The Pragmatic Programmer is a book that deals with how you look at code and software as a whole and the process of writing the code. It is primarily emphasizing the code that finds itself in a larger software project than one would typically find in javascript on web pages. This isn't to say that the things that one learns while reading it won't be applicable (and some are very applicable at a universal level), but if you are working on things that will take you a few days at most and then move on to something completely different, the improvements that it gives you will not be as substantial.

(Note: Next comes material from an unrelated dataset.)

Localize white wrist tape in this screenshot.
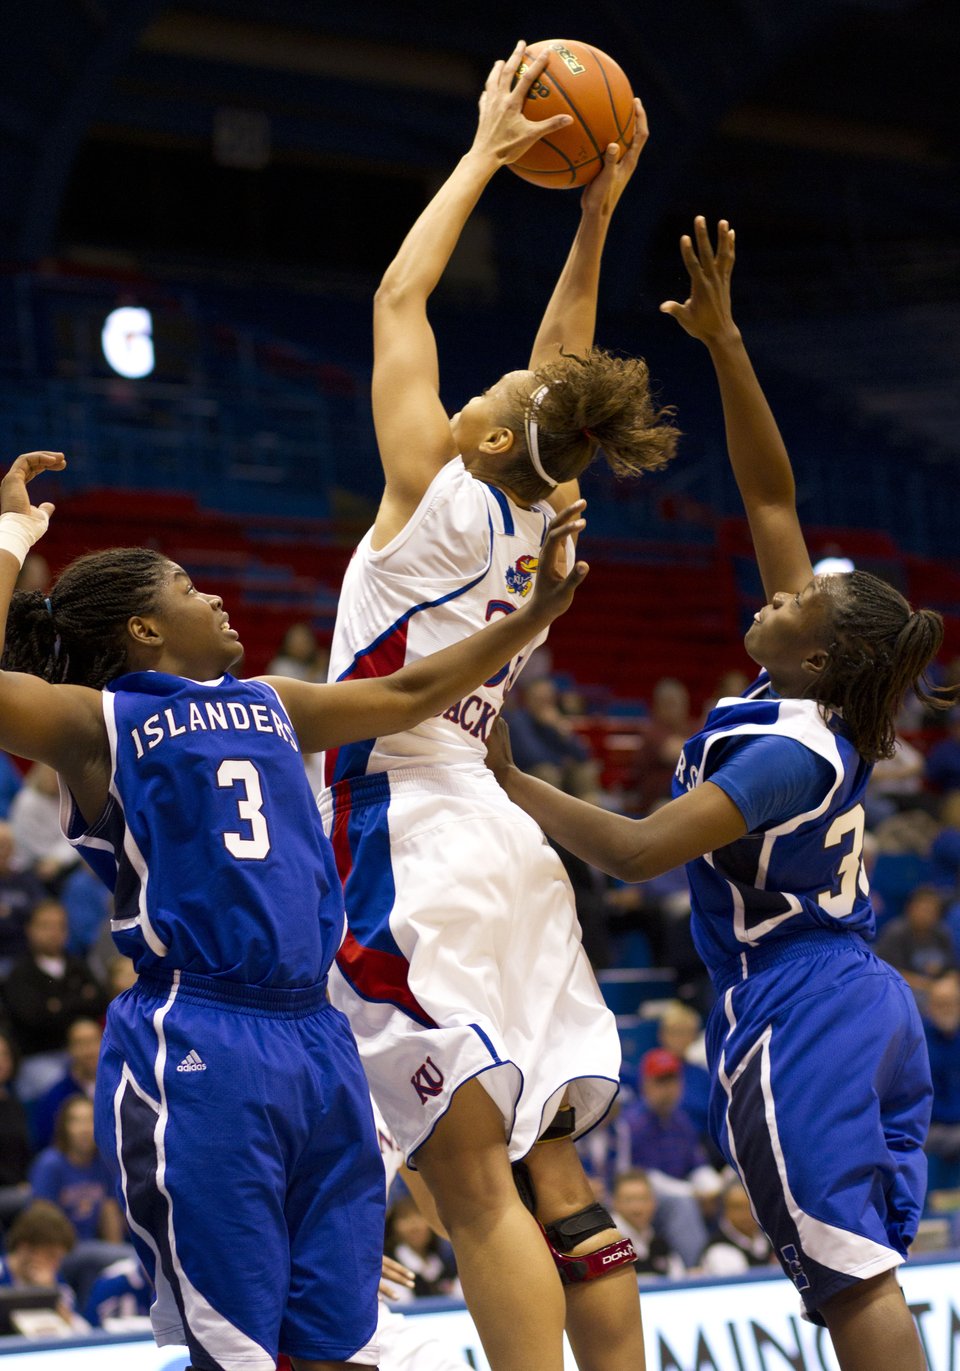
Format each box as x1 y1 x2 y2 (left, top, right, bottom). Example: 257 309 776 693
0 511 47 569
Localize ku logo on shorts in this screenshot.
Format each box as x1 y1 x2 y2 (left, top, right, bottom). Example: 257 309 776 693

If you find yourself working on projects that last weeks and months and remain working on the project with the same code base, the lessons that are in the pragmatic programmer are most applicable. Quick one off scripts and tweaks to existing code is less likely to benefit from the book. However, one will typically find themselves moving up to bigger projects as they learn more about the craft of coding and such will find the material in the book to become more and more applicable as they progress.
Consider lessons such as:
- When is ok software good enough?
- How bad is it to duplicate code?
- What is an estimate?
- When to use plain text (rather than machine friendly values)
- Design by contract, assertions, and exceptions
The Mythical Man Month is a book about the lessons learned in the old days (that frequently need to be learned again and again) about project management. To the extent that programmers find themselves dealing with project managers and need to know how to interact with them, its a good thing to know. However, the lessons in there are not as often directly applicable to the code that one is writing.
Consider things such as:
- Why does adding more people to a late project make it later?
- How does one organize a software development team?
- How does a project get a year late?
These things are not ones that programmers typically have to deal with - its more your manager and team lead that will find these things to be useful. And, it needs to be taken with the appropriate grains of salt from the context - the book is old (and good - but its old). Essays about bug rates in PL/I need to be taken in context that its PL/I and things have changed a little bit since then (though there's No Silver Bullet (that's another essay)).